By Sam Wildow
TROY — The Miami County Walk to End Alzheimer’s gathered at Prouty Plaza in Troy on Saturday, helping the Alzheimer’s Association Miami Valley Chapter reach its local goal of raising $39,000.
Saturday’s event saw 169 participants and 39 teams working together to raise funds for the Alzheimer’s Association Miami Valley Chapter.
“I think it’s a great turnout,” said Kathy Alexander, co-chair of the Miami County Walk to End Alzheimer’s.
The event returned to an in-person format this year after holding a virtual walk last year due to the COVID-19 pandemic.
“There are more than 6 million Americans affected by and 30,000 of them are right here in the Miami County,” said Karen Carter, vice president of Development at Alzheimer’s Association Miami Valley. “Our Walk to End Alzheimer’s raises vital funds that allow the association to support research and to offer all our programs and services completely free. The association is on a mission to celebrate the first survivor of Alzheimer’s disease, and with the support and involvement of this community, that mission will be realized.”
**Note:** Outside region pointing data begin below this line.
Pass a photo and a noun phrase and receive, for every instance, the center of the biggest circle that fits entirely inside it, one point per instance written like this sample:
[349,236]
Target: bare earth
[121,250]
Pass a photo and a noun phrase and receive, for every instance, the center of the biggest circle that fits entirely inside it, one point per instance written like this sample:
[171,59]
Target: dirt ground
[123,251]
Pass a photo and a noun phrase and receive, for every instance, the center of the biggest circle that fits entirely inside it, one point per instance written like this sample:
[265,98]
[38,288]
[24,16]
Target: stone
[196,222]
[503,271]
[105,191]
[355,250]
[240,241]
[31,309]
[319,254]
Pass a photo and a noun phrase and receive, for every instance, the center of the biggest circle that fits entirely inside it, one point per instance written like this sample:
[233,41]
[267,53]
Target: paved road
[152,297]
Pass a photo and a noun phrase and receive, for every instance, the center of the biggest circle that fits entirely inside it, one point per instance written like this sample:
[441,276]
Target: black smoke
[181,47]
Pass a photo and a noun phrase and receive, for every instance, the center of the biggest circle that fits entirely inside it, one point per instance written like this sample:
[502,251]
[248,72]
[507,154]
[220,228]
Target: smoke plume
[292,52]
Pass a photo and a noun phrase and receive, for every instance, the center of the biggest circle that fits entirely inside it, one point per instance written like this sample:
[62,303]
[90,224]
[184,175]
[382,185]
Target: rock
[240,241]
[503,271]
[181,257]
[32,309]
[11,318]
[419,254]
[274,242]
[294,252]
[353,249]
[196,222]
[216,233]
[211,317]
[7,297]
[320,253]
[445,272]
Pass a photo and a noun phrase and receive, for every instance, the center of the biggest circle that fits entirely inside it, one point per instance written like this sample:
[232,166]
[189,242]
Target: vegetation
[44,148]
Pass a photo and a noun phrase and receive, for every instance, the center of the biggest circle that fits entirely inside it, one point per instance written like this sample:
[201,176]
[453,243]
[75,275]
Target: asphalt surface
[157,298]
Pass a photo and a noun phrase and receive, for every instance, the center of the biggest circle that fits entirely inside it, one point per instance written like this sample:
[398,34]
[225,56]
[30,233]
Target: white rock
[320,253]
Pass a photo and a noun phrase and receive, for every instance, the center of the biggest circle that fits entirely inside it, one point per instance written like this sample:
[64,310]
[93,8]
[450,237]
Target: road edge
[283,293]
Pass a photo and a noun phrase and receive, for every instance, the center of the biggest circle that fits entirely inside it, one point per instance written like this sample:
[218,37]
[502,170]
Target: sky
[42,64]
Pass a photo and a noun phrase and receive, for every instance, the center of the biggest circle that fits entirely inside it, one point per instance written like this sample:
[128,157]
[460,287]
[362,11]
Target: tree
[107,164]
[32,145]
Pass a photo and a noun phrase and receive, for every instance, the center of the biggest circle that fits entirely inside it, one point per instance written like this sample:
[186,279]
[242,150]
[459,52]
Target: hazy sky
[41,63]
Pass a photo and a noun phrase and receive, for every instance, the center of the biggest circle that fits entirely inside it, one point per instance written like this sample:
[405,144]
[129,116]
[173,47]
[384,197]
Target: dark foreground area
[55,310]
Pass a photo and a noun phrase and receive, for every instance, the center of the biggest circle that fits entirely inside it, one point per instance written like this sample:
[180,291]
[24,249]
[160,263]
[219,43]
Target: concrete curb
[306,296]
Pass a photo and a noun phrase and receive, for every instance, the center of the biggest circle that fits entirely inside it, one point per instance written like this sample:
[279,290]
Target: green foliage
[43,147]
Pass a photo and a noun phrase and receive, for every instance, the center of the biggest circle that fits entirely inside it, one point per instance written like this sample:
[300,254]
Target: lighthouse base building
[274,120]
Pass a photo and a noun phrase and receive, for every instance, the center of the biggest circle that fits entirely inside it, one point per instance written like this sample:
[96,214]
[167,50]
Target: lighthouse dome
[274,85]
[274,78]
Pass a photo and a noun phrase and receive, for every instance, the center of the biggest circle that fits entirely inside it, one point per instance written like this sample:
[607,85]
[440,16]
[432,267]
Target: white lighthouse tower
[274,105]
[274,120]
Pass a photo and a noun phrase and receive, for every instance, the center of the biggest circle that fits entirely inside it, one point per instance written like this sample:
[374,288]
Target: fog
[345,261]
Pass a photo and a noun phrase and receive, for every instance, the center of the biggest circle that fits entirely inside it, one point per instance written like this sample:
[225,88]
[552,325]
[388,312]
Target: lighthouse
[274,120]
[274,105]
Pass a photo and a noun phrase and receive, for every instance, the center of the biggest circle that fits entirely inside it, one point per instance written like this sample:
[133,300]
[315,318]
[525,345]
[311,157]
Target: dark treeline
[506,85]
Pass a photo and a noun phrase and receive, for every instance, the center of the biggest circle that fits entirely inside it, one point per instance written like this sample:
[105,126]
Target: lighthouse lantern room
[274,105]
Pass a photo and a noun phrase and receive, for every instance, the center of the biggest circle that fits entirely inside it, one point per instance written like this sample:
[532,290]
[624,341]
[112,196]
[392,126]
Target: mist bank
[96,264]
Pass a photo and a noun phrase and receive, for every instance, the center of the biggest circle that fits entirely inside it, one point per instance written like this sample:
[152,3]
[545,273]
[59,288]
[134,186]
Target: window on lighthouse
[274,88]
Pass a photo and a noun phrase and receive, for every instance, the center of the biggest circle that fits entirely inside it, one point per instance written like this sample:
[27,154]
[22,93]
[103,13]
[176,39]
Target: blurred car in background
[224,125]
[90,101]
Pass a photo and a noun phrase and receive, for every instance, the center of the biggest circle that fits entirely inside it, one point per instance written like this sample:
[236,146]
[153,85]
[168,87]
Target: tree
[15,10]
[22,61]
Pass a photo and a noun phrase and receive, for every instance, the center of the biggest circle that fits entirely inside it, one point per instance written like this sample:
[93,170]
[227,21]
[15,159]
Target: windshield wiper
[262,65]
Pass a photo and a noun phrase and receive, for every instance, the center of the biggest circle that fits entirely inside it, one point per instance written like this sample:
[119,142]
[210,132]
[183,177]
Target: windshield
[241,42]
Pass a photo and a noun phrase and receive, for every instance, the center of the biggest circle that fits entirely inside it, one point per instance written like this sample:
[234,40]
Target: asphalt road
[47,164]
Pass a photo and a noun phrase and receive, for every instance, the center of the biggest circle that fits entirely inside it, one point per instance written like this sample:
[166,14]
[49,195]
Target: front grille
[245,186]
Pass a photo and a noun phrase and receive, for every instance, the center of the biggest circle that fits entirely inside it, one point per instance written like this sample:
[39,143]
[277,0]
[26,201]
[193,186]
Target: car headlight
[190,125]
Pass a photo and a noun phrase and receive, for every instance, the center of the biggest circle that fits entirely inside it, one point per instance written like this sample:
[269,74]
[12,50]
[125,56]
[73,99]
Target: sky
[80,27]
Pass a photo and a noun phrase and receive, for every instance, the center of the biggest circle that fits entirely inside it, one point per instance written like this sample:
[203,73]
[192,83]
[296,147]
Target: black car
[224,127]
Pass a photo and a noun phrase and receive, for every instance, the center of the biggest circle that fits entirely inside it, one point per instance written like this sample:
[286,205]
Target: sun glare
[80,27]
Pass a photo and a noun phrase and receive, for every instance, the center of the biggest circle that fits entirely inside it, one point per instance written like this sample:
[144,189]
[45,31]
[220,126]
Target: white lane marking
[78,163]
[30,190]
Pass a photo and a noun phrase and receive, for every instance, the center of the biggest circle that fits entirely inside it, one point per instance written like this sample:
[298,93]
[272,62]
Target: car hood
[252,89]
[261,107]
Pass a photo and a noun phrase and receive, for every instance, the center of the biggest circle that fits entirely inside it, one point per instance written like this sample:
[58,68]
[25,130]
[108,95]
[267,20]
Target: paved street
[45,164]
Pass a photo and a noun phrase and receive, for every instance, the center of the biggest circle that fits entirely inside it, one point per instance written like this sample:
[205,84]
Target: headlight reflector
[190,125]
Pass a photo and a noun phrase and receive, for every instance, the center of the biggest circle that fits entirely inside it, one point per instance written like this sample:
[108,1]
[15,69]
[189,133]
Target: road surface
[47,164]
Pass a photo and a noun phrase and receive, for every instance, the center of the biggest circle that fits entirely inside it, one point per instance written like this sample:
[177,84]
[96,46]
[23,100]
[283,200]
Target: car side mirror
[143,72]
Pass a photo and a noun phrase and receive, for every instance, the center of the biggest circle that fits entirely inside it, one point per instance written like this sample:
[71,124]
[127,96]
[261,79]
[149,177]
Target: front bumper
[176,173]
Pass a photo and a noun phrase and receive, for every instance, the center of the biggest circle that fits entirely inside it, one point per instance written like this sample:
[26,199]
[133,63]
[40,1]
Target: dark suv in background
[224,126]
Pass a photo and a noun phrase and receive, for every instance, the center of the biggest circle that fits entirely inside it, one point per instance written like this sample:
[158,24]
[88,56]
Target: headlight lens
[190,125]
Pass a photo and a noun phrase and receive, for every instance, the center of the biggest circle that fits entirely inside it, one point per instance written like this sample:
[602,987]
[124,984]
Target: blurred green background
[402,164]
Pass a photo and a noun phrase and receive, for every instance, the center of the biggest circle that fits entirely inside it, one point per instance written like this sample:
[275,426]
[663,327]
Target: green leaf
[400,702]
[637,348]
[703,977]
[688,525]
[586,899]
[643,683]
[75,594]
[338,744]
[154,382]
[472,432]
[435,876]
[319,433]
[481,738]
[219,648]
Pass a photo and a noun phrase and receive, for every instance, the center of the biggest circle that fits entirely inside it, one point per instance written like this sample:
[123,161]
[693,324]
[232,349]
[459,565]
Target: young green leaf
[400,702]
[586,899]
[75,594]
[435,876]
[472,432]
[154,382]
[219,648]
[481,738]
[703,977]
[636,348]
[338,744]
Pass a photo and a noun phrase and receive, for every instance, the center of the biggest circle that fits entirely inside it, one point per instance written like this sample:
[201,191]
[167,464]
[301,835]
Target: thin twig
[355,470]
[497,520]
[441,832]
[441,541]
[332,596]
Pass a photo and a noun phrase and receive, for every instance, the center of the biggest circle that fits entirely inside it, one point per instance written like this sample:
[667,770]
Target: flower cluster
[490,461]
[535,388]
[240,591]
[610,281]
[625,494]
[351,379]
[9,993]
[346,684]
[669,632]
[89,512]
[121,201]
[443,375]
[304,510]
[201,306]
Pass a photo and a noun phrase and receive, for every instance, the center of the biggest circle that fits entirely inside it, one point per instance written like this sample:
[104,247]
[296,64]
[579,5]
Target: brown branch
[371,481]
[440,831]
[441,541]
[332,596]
“Over 11 million individuals are serving as unpaid caregivers,” said Robin Shafer, co-chair of the Miami County Walk to End Alzheimer’s. “As the prevalence of this disease continues to grow, the cost of care is escalating into the hundreds of billions. Alzheimer’s is destroying our families, our finances, and our future, and it’s time to end it. The money we raise helps the Alzheimer’s Association lead the way to end Alzheimer’s and all other dementia by accelerating global research, driving risk reduction and early detection, and maximizing quality of care and support.”
Prior to the kickoff of the walk, the event held a Promise Garden Ceremony, during which participants of the walk were given garden wind spinners in the shapes of flowers with color corresponding with their connection to the walk and/or to Alzheimer’s. The color purple meant that person had lost someone to Alzheimer’s disease, the color blue meant that person was living with Alzheimer’s or another form of dementia, the color yellow meant that person supports or cares for someone living with Alzheimer’s, and the color orange meant that person supports the cause and the Alzheimer’s Association’s vision of a world without Alzheimer’s and all other dementia.
“As you can see, Walk to End Alzheimer’s is full of flowers, each one representing our connection to Alzheimer’s, our reason to end this disease,” Shafer said. “No matter what color you’re holding, one thing is the same: these flowers have a lot of fight in them.”
Alzheimer’s is a progressive fatal brain disease that kills nerve cells and tissues in the brain, affecting an individual’s ability to remember, think and plan. During the pandemic, the Alzheimer’s Association has continued to offer education programs, personalized care consultations and support groups to families impacted by the disease.
Alzheimer’s disease is currently ranked as the sixth leading cause of death in the United States. But according to the National Institute on Aging, recent estimates indicate Alzheimer’s disease may rank third, just behind heart disease and cancer, as a cause of death for older people. In the Miami Valley, there are 30,000 individuals living with the disease and an estimated 100,000 caregivers. Individuals can reach the Alzheimer’s Association through its 24/7 helpline at 800-272-3900.